In a separate bowl, break up the angel cake into crumbs and then add into the buttercream and mix until smooth. Use your hands to roll the mixture into 12 golf-ball-sized balls and place a lollipop stick into each one.
Leave the cake pops to cool for at least half an hour until firm. When they have hardened, gradually melt the chocolate in the microwave in 30 second blasts until smooth and then add 1-2 drops of food colouring. Dip the cake pops into the melted chocolate to coat them and then top with sprinkles. Leave to harden in the fridge and then serve.
6 homemade doughnuts dipped in icing sugar. Enjoy warm or cold.
125g The Pantry Self Raising Flour
150g The Pantry Caster Sugar
1 tsp The Pantry Baking Powder
½ tsp Salt
125ml Cowbelle Whole Milk
1 x medium Egg
2 tbsp melted Butter, plus extra to grease the tin
1 tsp The Pantry Vanilla Extract
1 x doughnut baking tin – if you don’t have a doughnut tin you can make 12 mini doughnuts in a muffin/cupcake tin (place a small ball of tin foil in the middle of each well to create the hole)
To decorate
100g The Pantry Icing Sugar
2 tbsp cold Water
½ tsp The Pantry Vanilla Extract 
1-2 drops Pink Food Colouring
The Pantry Sprinkles
Pre-heat the oven to 190°C/170°C Fan/Gas Mark 5.

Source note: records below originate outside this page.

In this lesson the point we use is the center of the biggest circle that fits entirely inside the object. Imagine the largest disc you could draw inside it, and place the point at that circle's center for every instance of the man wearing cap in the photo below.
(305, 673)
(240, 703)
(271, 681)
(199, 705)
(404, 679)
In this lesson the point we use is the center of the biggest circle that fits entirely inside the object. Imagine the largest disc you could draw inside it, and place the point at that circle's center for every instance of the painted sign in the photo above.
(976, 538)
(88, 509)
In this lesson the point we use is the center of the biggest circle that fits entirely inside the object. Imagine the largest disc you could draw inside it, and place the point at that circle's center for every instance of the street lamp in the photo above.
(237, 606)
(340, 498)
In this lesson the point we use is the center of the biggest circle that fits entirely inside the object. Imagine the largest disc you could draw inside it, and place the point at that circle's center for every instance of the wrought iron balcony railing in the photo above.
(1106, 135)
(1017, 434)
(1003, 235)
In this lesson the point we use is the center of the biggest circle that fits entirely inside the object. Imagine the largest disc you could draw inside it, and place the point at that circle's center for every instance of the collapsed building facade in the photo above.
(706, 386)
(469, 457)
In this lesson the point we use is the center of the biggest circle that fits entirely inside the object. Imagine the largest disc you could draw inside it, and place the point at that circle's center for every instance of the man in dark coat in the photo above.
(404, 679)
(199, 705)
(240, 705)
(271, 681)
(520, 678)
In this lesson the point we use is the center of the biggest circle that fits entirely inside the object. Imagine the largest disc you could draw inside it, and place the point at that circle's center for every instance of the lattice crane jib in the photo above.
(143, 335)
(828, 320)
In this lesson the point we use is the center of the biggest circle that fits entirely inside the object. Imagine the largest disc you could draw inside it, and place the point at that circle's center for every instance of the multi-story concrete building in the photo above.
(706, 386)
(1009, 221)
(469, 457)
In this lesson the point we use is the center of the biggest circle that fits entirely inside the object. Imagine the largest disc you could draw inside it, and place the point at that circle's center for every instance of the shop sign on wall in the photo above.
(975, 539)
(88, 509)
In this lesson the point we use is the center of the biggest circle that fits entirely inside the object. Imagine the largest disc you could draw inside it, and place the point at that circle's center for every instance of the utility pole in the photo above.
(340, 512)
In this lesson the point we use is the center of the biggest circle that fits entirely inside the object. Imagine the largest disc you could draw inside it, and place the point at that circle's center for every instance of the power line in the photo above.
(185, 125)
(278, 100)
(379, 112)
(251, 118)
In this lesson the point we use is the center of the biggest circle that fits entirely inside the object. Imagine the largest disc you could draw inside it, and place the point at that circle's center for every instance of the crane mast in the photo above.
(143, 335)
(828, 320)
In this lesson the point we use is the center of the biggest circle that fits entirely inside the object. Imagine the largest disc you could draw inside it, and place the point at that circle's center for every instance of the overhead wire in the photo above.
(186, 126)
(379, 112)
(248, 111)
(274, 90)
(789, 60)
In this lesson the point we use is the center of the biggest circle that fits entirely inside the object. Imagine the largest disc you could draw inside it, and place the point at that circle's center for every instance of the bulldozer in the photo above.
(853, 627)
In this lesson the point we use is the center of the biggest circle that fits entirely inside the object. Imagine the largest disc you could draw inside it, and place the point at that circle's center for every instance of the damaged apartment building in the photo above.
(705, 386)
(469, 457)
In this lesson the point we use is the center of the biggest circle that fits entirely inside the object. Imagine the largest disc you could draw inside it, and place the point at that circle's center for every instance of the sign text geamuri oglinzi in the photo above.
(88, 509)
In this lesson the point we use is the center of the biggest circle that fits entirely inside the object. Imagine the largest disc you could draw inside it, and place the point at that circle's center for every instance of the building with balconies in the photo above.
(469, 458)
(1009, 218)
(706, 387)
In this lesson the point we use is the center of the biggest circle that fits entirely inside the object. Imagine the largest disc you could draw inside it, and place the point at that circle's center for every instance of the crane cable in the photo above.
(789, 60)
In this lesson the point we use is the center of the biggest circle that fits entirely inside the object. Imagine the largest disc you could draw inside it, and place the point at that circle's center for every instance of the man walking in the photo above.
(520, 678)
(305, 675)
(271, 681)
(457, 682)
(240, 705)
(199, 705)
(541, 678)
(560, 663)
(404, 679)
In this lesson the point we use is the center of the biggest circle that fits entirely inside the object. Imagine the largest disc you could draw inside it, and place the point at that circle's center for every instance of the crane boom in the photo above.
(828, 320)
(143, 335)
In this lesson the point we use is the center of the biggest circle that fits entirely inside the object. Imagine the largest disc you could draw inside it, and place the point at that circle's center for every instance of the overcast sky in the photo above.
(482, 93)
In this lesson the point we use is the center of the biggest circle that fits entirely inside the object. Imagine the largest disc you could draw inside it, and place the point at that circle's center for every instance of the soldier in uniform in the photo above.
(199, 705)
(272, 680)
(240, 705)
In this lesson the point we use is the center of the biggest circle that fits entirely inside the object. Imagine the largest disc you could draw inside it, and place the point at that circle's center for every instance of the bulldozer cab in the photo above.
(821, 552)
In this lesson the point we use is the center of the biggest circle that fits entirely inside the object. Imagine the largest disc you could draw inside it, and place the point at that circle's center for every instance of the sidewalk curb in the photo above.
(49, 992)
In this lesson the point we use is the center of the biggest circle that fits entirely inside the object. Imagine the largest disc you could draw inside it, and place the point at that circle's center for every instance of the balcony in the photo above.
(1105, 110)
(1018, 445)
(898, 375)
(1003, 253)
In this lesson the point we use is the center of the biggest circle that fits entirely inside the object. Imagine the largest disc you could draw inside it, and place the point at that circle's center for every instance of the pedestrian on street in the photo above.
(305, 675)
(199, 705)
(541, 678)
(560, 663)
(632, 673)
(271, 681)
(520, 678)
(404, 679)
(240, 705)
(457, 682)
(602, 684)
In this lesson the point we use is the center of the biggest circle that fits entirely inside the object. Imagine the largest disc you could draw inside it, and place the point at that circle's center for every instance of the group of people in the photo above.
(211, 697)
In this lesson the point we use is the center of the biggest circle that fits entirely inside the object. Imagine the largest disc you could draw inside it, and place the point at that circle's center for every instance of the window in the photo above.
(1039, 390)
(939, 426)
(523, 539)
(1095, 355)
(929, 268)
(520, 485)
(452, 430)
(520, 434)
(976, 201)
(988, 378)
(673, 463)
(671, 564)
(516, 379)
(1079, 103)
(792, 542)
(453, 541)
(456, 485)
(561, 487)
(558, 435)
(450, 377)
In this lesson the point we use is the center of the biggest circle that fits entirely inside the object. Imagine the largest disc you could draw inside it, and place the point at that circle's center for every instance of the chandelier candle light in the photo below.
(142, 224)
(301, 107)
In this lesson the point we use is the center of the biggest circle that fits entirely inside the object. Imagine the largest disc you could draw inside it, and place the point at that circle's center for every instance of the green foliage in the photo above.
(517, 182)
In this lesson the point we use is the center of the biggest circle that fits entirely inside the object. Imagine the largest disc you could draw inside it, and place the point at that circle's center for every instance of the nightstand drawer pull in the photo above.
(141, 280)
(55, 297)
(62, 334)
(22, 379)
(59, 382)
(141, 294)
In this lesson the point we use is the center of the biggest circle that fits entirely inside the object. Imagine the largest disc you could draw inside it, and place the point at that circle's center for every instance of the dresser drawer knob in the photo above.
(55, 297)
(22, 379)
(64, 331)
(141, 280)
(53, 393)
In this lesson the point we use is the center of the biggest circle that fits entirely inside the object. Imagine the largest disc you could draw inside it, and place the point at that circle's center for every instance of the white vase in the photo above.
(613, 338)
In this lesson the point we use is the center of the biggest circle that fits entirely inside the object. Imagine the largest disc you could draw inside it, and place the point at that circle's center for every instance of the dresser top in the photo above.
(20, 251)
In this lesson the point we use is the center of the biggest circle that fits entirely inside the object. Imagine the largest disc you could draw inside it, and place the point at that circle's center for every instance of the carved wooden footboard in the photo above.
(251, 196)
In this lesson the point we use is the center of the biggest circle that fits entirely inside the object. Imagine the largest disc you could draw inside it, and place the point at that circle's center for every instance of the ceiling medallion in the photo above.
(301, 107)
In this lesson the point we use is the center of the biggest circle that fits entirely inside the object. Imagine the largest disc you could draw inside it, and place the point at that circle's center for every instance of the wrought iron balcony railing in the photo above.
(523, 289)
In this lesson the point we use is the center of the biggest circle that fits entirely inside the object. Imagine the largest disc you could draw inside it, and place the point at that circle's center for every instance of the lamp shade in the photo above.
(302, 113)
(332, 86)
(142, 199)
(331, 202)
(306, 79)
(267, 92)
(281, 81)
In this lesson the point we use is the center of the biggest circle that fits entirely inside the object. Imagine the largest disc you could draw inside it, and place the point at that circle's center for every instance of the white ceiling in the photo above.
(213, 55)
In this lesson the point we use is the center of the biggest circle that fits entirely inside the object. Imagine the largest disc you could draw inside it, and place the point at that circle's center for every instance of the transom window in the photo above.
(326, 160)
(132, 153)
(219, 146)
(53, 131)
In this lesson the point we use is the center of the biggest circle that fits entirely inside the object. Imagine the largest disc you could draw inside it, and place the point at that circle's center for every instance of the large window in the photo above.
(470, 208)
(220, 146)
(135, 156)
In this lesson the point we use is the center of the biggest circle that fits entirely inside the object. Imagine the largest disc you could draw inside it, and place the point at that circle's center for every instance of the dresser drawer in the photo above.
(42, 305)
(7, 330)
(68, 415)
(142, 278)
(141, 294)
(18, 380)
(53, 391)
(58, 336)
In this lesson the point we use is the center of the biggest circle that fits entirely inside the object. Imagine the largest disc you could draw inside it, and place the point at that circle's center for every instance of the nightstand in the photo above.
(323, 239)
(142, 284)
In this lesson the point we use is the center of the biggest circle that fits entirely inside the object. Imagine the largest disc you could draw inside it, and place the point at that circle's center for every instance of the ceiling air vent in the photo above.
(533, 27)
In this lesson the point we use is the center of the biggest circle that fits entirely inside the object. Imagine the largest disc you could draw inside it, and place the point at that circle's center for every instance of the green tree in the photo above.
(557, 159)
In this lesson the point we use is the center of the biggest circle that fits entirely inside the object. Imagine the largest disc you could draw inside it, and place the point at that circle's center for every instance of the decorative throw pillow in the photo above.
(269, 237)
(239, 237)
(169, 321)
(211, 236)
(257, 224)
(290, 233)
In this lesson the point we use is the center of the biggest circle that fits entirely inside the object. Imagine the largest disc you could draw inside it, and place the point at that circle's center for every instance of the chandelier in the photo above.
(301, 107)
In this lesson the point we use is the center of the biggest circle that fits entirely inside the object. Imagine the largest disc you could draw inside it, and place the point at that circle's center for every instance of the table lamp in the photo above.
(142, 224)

Grease the doughnut tin well using the additional butter.
Place all of the dry ingredients into a bowl – the flour, sugar, baking powder and salt. Then whisk together the wet ingredients – milk, egg, melted butter and vanilla extract. Stir the wet mixture into the dry ingredients until just combined.
Pour the batter into the wells of the baking tin – they should be just over ¾ full. Bake for 15-20 minutes. They are cooked when a toothpick comes out clean.
The doughnuts will be delicate when they first come out of the oven, so leave them to cool for 10 minutes and then carefully remove them from the tin and leave to fully cool on a rack.
When they have cooled, mix the icing sugar, water, vanilla extract and food colouring together. The icing should be thick enough to coat the doughnuts without running off. Either dip the doughnuts into the icing or carefully spoon the icing over them and then top with the sprinkles.